Всего пять франков с пары, Александр не верит своим ушам и очень опасается за качество еды, тем более, что матушка Озере отказалась заранее ознакомить его с обеденным меню, которое без затей состояло из супа, бараньих котлеток Презале, рыбы соль по-матросски, омара под майонезом, жаркого из двух бекасов и легкого салата из креветок. Ни о сыре, ни о десерте у Александра не упоминается. Была ли матушка Озере столь же скупа, как король-груша, или же просто хорошо усвоила диетические принципы Брийа-Саварена, который, предупреждая ожирение, рекомендовал как можно реже употреблять сладкое и продукты брожения? Третий вариант объяснения больше внушает доверие: Александр не любитель пирожных. Чтобы в этом убедиться, достаточно процитировать одно из меню, составленное им позднее для своих четырнадцати гостей в ресторане «Золотой дом»[113]. Два супа: консоме де волай и консоме из черепахи. Одна закуска: лапша по-охотничьи в тесте. Две горячие перемены: лосось Шамбор и говяжье филе по-министерски. Два первых блюда: жаворонки с трюфелями и сюпрем де волай. Плюс перепелки, куропатки и ортоланы с зеленой фасолью, сотэ с ореховым желе и с гарниром из абрикосов. Из напитков к первому были предусмотрены Сен-Жюльен и мадера, ко второму — Шато-Лароз, Кортон и Кло-дю-Руа и к третьему — шампанское Клико и Шато-Икем. А на десерт — только фрукты. XIX век был во Франции не только веком самой ужасающей нищеты рабочих и развития утопических идей на фоне наглого триумфа буржуазии; то был также век пяти гениев в литературе: Александр, Стендаль, Бальзак, Гюго, Рембо и век невиданного обжорства для обеспеченных. В этих условиях Александр и Бальзак достигли габаритов, пропорциональных их гениальности, Стендаль и Гюго остались в среднем весе, а Рембо всю жизнь был страшно худым.

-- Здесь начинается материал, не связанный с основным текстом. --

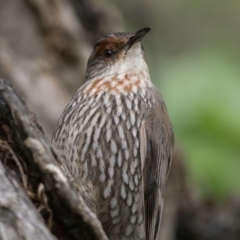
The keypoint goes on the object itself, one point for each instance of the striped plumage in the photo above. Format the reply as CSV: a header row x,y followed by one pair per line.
x,y
117,140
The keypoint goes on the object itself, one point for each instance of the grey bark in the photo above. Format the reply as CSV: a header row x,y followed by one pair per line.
x,y
18,216
42,161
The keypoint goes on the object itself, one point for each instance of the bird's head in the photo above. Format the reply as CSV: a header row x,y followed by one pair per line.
x,y
117,53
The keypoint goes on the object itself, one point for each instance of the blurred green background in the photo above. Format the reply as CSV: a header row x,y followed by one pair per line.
x,y
193,54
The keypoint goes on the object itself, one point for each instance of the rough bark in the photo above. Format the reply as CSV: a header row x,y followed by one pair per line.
x,y
18,216
41,172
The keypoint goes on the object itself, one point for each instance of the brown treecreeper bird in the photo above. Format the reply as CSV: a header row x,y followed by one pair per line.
x,y
117,139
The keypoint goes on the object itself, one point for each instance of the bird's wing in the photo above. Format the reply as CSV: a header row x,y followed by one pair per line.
x,y
156,151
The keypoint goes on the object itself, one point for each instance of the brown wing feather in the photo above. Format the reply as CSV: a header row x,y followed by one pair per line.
x,y
156,151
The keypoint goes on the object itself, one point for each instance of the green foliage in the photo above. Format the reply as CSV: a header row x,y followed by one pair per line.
x,y
202,92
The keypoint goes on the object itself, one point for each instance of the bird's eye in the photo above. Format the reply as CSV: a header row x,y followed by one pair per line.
x,y
108,53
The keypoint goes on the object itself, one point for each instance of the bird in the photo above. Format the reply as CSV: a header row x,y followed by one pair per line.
x,y
117,139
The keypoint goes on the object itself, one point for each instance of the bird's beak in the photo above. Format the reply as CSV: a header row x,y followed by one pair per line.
x,y
137,37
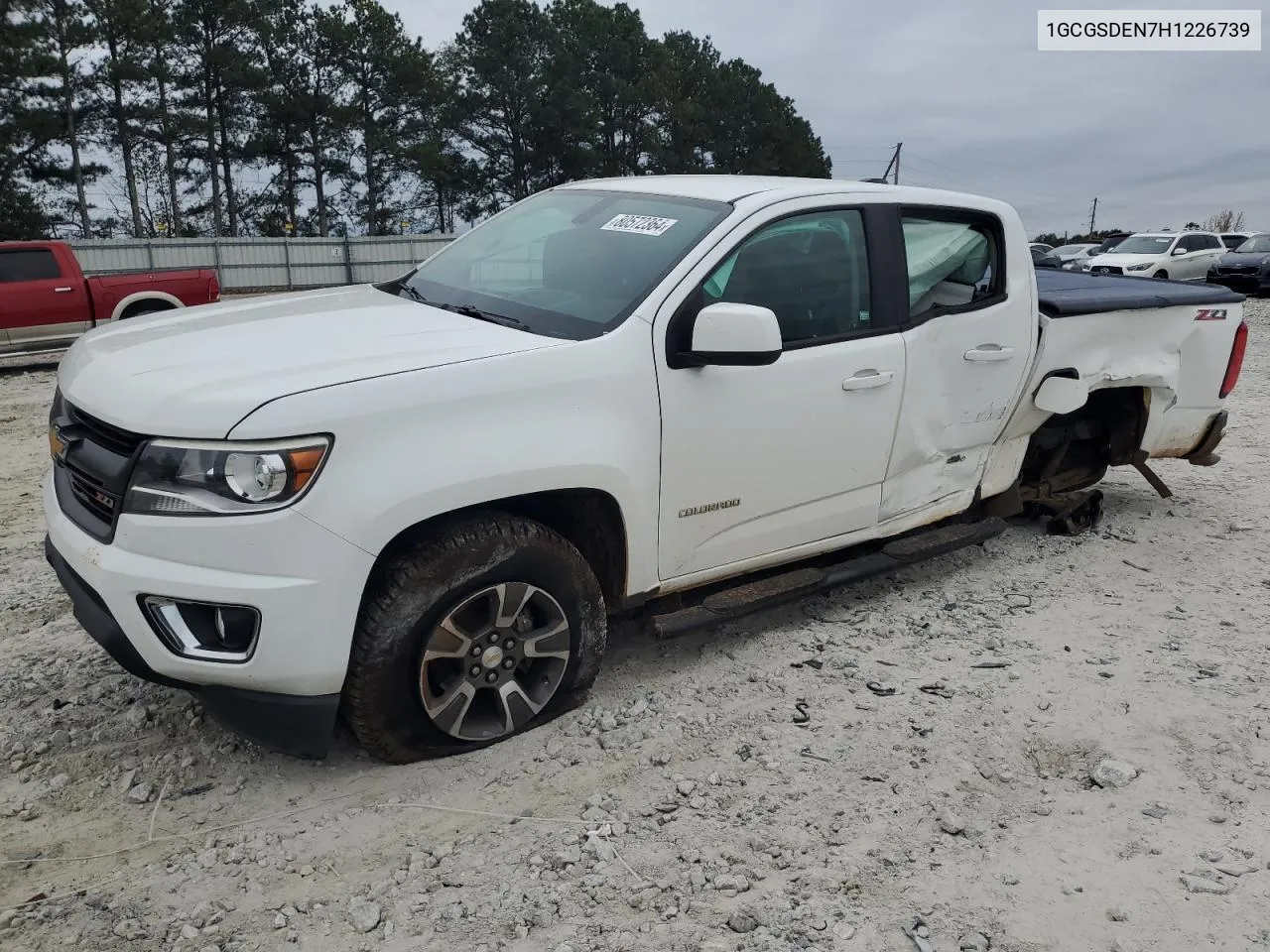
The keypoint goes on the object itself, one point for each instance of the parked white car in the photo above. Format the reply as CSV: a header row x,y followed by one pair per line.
x,y
1178,255
1233,239
420,502
1074,255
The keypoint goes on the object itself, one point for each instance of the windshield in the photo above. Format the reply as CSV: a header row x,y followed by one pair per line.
x,y
1257,244
567,263
1144,245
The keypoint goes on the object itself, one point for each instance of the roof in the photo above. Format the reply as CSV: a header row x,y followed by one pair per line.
x,y
731,188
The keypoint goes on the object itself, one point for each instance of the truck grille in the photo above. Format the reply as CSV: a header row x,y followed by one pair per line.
x,y
91,474
93,497
104,434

Матушке Озере, удивленной тем, что двое молодых людей живут в разных комнатах, Александр процитировал остроту Альфонса Карра: «Когда у мужчины и женщины общая спальня, они перестают быть любовниками и становятся самцом и самкой». Кроме этой похвальной заботы не дать большой страсти соприкоснуться с повседневностью, Александр руководствуется и желанием сохранить спокойный ритм творчества. Из двух комнат он выбрал для себя ту, что выходила на поле, а не на море, которое слишком бы отвлекало его; у каждого свои причуды: иногда выбираешь и то, чего меньше всего хочешь. Во время первого своего отпуска на берегу моря, еще не оплаченного Гарелем, который обещал дать ему тысячу франков лишь в обмен на новую пьесу, Александр живет по расписанию мелкого литературного чиновника. Подъем с восходом солнца, работа до десяти. Завтрак. С одиннадцати до четырнадцати охота в общинных болотистых землях с разрешения мэра Трувиля Гетье. С четырнадцати до шестнадцати снова работа. Потом заплыв, не больше часа. Обед. С девятнадцати до двадцати одного часа — совмещение пищеварения и созерцания в прогулках по пляжу, и «возобновление работы до одиннадцати-двенадцати часов ночи». То есть примерно восьмичасовой трудовой день с возможностью сосредоточиться, поразмышлять, мысленно продолжить творческий процесс во время еды или занятий спортом. Никаких сколько-нибудь значительных происшествий, если не считать увязавшегося за ним однажды в море гигантского касатика, очевидно, самоубийцы, поскольку он дожидался у берега, пока Александр сбегает за карабином и пустит ему пулю в лоб. Светская жизнь сведена до минимума, до обмена любезностями с мадам де ля Гарен, дачницей, и с мсье де Боншоз, товарищем по охоте, что было бы еще приятней, если бы не приходилось различать их по именам.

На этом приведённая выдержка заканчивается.